Around here, we'll only be seeing a partial solar eclipse, which means you should never be looking at it with your naked eye.
"Even just a few seconds of looking at a solar eclipse can permanently damage the retina," said Johnson.
The only safe way to directly view an eclipse is with a pair of special shades.
"The glasses filter out all but one millionth of the light across the entire magnetic spectrum," Johnson said.
If you're wearing a pair of these solar-filtering glasses you can look directly at the sun without harming your eyes. But if you're going to be getting a pair for the eclipse, you want to make sure they're the real deal.
"There have been some online sources that haven't been reputable," said Laatsch. "Normally they'll have a stamp on the inside that will tell you the ISO level."

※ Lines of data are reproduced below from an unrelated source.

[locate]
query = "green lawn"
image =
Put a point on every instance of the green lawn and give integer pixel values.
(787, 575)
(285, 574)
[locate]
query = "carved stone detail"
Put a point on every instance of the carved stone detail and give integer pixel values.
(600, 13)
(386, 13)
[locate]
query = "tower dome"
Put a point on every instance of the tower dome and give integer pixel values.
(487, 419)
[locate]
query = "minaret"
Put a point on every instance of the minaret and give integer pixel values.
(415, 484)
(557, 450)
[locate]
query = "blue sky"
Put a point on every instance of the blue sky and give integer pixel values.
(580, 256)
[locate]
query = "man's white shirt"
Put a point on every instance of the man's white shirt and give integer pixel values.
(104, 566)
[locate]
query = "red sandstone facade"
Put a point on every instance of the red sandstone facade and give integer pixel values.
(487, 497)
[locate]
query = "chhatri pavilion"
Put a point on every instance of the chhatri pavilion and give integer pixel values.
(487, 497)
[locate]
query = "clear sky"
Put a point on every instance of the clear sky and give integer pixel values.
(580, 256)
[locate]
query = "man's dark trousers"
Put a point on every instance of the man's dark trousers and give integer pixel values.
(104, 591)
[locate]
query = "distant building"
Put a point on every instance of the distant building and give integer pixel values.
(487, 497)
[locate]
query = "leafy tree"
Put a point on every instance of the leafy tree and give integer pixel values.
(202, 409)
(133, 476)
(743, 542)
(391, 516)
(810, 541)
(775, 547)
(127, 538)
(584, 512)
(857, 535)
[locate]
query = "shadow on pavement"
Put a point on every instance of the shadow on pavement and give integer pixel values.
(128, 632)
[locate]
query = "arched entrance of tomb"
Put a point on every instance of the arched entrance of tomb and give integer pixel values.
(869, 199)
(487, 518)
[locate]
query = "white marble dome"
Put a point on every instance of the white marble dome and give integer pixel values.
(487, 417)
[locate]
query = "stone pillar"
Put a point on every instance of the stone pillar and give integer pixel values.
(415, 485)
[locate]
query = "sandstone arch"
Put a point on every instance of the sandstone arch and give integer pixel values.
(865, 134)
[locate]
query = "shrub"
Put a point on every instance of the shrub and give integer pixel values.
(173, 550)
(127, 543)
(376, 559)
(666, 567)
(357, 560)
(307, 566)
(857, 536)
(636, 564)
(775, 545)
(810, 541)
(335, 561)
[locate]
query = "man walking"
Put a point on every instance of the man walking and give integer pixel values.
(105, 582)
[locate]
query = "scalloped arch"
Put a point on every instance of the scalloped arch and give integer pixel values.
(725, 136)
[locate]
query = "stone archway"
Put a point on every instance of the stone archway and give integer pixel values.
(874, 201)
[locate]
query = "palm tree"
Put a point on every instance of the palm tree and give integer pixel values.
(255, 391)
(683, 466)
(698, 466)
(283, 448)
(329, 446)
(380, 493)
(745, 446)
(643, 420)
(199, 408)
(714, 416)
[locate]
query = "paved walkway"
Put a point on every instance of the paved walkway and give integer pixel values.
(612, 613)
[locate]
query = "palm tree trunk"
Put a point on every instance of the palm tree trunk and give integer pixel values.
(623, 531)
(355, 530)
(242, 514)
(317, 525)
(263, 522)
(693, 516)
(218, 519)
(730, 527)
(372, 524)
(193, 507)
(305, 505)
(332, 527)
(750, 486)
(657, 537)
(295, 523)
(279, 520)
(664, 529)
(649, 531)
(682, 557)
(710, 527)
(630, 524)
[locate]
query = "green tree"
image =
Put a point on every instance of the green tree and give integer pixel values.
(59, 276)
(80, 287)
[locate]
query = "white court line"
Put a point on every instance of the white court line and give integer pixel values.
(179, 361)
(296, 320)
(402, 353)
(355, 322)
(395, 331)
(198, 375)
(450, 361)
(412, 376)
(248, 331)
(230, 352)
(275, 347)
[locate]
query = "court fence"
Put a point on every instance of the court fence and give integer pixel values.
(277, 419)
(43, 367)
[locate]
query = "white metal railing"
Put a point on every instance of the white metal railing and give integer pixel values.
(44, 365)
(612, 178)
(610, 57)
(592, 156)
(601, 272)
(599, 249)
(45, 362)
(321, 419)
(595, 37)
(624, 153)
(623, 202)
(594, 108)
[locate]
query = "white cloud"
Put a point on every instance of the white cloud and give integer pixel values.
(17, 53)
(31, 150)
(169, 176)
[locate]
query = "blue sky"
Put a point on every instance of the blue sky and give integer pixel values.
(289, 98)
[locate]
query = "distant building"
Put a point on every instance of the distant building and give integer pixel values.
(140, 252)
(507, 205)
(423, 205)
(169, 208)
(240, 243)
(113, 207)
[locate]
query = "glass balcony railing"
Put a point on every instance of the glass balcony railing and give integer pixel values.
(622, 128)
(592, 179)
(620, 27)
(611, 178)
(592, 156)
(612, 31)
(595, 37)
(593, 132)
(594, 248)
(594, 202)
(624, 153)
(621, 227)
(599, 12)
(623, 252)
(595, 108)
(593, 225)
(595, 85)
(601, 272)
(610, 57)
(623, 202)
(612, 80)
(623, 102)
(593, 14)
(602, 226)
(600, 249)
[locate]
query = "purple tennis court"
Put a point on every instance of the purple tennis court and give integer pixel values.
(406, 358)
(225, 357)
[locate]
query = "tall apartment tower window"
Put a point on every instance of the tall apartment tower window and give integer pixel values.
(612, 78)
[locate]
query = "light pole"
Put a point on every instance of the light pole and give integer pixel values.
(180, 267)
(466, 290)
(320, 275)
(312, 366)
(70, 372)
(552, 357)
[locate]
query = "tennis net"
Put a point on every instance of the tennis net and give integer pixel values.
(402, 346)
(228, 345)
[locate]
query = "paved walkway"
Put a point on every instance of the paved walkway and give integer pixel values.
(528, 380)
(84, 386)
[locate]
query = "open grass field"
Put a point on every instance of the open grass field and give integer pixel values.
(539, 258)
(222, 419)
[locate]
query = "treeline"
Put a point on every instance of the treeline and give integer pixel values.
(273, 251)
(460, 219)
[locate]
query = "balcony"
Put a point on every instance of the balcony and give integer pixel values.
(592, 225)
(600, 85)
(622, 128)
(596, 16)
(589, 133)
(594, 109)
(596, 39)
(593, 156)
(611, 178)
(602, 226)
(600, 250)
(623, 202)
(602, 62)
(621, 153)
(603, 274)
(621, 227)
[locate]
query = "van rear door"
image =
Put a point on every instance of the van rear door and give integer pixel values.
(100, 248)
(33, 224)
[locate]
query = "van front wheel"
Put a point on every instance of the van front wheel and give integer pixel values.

That ISO level, 12312-2, is what you're looking for. Any other eye wear could cause permanent, irreversible damage to your eye.
"So regular sunglasses won't do the trick, you can't wear regular sunglasses," Johnson said.
Both NASA and the American Astronomical Society have lists of sources where you can buy the right glasses. You can also pick up a pair from the Bangor Public Library or at the Emera Astronomy Center.
"It's going to be just beautiful and amazing to behold, but just do it safely, have fun," said Johnson.
The Emera Astronomy Center and the Bangor Public Library will partner up for a lecture on August 16 about this year's eclipse, where glasses will be given out for free.
Other ways to view the solar eclipse:
- You can create a "waffle filter" by using your hands with fingers stretched apart placed over each other. Stand with you back to the sun and create this grid-like filter with your hands to see mini projections of the eclipse on the ground.
- A pinhole projection method would also work. Take a piece of cardboard and cut a small hole in it. Lay a sheet of white paper on the ground. Stand with your back facing the sun and let the light filter through the hole. This will create a projection of the eclipse onto a piece of paper on the ground.
- The Emera Astronomy Center will have a variety of telescopes with special filters to view the event.